Algunos observadores vaticanos han interpretado la publicación como una señal de que el nombramiento de laicos al frente de uno o más dicasterios podría ser inminente. El cardenal señaló que “algunos desearían, en los albores del nuevo pontificado, que se reafirmara el estrecho vínculo entre el ministerio ordenado y la función de gobernar en la Iglesia”. Sin embargo, escribió Ouellet, ese vínculo no implica que “el sacramento del Orden sea la fuente exclusiva de todo gobierno en la Iglesia”.

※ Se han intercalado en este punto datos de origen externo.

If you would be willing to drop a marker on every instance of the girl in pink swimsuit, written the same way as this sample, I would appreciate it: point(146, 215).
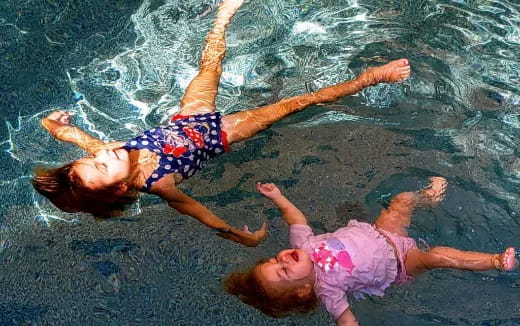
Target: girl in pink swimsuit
point(356, 260)
point(159, 159)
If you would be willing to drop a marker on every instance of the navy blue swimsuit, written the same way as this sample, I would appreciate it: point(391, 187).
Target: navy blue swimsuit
point(183, 146)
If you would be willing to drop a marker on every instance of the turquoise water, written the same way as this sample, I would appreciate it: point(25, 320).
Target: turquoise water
point(123, 66)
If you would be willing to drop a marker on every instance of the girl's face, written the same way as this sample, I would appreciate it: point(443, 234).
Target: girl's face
point(105, 168)
point(288, 265)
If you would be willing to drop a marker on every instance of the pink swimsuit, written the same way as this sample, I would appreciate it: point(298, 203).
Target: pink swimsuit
point(356, 260)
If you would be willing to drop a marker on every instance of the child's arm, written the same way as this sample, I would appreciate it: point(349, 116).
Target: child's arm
point(57, 124)
point(186, 205)
point(291, 214)
point(347, 318)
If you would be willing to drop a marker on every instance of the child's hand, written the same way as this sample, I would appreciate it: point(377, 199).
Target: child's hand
point(61, 117)
point(270, 190)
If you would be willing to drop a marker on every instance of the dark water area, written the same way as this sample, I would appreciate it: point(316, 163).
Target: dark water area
point(122, 66)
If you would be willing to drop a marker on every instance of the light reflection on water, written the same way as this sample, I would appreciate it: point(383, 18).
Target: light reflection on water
point(456, 116)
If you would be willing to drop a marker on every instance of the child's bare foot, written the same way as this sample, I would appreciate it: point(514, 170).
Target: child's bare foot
point(392, 72)
point(434, 192)
point(231, 6)
point(506, 261)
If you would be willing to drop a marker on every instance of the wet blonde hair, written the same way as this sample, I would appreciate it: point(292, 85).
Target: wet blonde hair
point(248, 287)
point(66, 191)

La reforma de la Curia emprendida por Francisco en 2022 (con Praedicate Evangelium) abrió el camino para que laicos y religiosos profesos puedan dirigir dicasterios, los distintos departamentos que conforman la estructura interna del Vaticano. Aunque el Dicasterio para la Comunicación está dirigido por un laico desde 2018, el pontífice nombró posteriormente a la hermana Simona Brambilla al frente del dicasterio para la Vida Consagrada y a la hermana Raffaella Petrini para supervisar el gobierno del Estado de la Ciudad del Vaticano. El papa León XIV intervino posteriormente para regularizar la situación de Petrini, ya que una ley vaticana establecía que el presidente del gobierno del microestado debía ser cardenal. Ese gesto indicó que ese nombramiento no sería revertido.

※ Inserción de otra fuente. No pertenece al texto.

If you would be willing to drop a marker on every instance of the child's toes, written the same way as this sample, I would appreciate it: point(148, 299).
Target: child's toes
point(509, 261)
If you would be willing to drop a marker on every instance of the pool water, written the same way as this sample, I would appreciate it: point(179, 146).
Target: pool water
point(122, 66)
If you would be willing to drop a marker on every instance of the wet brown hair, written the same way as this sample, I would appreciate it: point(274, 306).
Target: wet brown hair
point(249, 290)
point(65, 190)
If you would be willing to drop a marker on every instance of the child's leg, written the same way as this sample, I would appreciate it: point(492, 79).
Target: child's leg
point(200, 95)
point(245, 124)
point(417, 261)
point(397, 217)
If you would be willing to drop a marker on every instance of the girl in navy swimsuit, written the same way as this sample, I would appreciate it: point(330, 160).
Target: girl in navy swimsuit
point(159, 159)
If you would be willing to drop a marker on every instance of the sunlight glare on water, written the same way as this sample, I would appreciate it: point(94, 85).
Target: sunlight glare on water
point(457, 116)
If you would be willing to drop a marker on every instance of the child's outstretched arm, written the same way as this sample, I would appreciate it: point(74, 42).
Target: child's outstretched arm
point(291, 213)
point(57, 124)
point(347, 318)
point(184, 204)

Citando el derecho canónico, Ouellet afirmó que los fieles laicos ya están habilitados para “cooperar en el ejercicio” del gobierno eclesial. “No se trata de confiarles tareas propiamente sacramentales en sentido cristológico, sino de integrar sus carismas al servicio del Espíritu Santo, que preside la comunión de la Iglesia en todas sus expresiones”, escribió. “Los carismas del Espíritu Santo -agregó el cardenal- tienen su propio peso de autoridad en los ámbitos en los que no es necesaria la ordenación sacramental, en los que incluso puede ser oportuno que la competencia sea de otro orden”, como en la gestión de los recursos humanos, la administración de la justicia, la gestión financiera o el diálogo ecuménico.

El cardenal también apunta a una carencia del derecho canónico actual, que —según denuncia— carece de herramientas para discernir los carismas, al haber relegado la pneumatología. Por eso reclama un nuevo diálogo entre teólogos y canonistas que permita el desarrollo de una auténtica “ley de la gracia”, capaz de integrar con normalidad a laicos y religiosos en tareas de gobierno, también en diócesis y curias locales. Para el purpurado, este cambio puede ayudar además a sanar una imagen del ministerio pastoral profundamente dañada por “el clericalismo, la mentalidad de casta, la salvaguarda de privilegios y la ambición de escalar en la jerarquía”.

Defendiendo una concepción de la autoridad fundada en las capacidades otorgadas por Dios más que exclusivamente en la ordenación, Ouellet escribió que cuando el Papa nombra a alguien para un cargo directivo, “confía a una persona reconocida como competente en un determinado nivel de experiencia eclesial, en virtud de un carisma, una responsabilidad superior que sigue estando enmarcada y garantizada por la jurisdicción global del Santo Padre sobre la Curia romana”.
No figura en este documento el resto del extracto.